2016 (San Francisco, Oct 2016)


J. Moscicki et al.

A new approach to providing scientific computing services is currently investigated at CERN. It combines solid existing components and services (EOS Storage, CERNBox Cloud Sync&Share layer, ROOT Analysis Framework) with rising new technologies (Jupyter Notebooks) to create a unique environment for Interactive Data Science, Scientific Computing and Education Applications.

EOS is the main disk storage system handling LHC data in the 100PB range. CERNBox offers a convenient sync&share layer and it is available everywhere: web, desktop and mobile. The Jupyter Notebook is a web application that allows users to create and share documents that contain live code, equations, visualizations and explanatory text. ROOT is a modular scientific software framework which provides the functionality to deal with big data processing, statistical analysis, visualisation and storage.
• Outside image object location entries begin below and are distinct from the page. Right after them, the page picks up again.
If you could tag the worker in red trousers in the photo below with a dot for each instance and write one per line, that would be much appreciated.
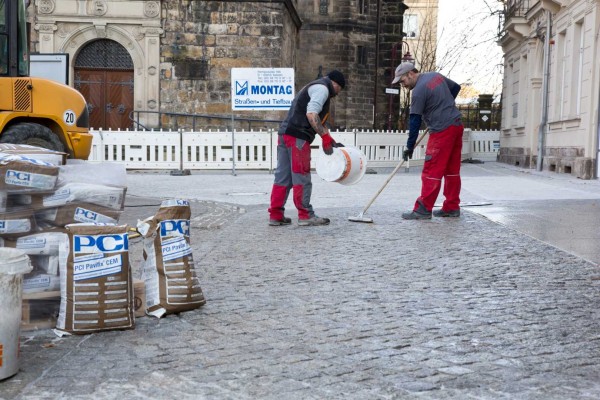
(303, 122)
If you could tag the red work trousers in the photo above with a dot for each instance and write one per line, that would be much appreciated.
(292, 173)
(442, 160)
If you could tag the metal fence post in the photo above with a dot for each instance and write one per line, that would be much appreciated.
(180, 171)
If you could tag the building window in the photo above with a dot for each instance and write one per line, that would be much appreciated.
(361, 55)
(577, 75)
(411, 25)
(561, 53)
(323, 7)
(363, 6)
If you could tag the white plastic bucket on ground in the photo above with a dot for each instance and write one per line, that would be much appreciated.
(13, 265)
(347, 165)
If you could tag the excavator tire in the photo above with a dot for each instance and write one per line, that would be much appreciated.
(32, 134)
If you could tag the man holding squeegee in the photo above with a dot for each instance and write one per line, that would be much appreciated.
(432, 100)
(304, 121)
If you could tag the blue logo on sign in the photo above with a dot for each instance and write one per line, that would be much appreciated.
(241, 89)
(100, 243)
(175, 227)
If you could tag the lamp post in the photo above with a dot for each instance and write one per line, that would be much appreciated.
(407, 57)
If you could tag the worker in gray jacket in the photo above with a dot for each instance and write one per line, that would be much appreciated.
(304, 121)
(433, 101)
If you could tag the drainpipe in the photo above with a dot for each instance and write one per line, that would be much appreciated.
(544, 121)
(375, 89)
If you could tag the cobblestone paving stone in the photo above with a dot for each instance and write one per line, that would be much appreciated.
(442, 309)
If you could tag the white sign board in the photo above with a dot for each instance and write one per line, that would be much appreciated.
(50, 66)
(262, 88)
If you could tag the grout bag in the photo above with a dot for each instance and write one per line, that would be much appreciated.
(171, 280)
(95, 283)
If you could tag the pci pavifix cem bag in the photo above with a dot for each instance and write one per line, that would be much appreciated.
(169, 273)
(96, 284)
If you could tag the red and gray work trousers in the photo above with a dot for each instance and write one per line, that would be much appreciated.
(292, 173)
(442, 160)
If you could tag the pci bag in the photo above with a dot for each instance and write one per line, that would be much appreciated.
(95, 283)
(172, 284)
(26, 175)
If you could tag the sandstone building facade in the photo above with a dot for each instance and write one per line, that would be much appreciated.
(551, 89)
(163, 59)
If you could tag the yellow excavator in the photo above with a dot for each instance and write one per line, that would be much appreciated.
(36, 111)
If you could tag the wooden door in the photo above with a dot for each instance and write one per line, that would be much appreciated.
(109, 94)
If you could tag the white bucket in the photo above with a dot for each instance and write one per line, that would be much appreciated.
(347, 165)
(13, 265)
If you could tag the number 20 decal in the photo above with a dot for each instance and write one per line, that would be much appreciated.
(69, 117)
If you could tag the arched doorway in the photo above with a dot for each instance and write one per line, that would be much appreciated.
(104, 75)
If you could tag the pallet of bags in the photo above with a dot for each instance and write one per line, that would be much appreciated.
(26, 173)
(20, 174)
(96, 289)
(169, 273)
(86, 193)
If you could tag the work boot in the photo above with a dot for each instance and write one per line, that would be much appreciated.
(420, 213)
(443, 213)
(313, 221)
(279, 222)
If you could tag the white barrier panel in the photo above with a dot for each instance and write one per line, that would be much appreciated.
(258, 149)
(214, 150)
(484, 145)
(139, 149)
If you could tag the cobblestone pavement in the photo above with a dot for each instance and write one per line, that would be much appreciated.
(442, 309)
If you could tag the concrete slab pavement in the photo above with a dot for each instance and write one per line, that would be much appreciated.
(440, 309)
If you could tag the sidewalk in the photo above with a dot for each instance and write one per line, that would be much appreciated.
(554, 208)
(440, 309)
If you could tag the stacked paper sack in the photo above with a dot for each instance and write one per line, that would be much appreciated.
(40, 197)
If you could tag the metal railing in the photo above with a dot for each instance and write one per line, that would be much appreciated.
(515, 8)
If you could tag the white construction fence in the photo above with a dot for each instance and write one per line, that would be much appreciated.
(257, 150)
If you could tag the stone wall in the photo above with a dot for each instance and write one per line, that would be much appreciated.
(563, 160)
(344, 38)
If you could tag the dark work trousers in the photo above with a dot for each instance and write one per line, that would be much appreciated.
(442, 160)
(293, 172)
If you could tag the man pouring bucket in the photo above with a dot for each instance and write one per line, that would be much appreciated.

The system will be integrated in all major work-flows for scientific computing and with existing scientific data repositories at CERN. File access will be provided using a range of access protocols and tools: physics data analysis applications access CERNBox via xrootd protocol; Jupyter Notebooks interact with the storage via file-system interfaces provided by EOS fuse mounts; Grid jobs use webdav access authenticated with Grid certificates whereas batch jobs may use local Krb5 credentials for authentication. We report on early experience with this technology and applicable use-cases, also in a broader scientific and research context.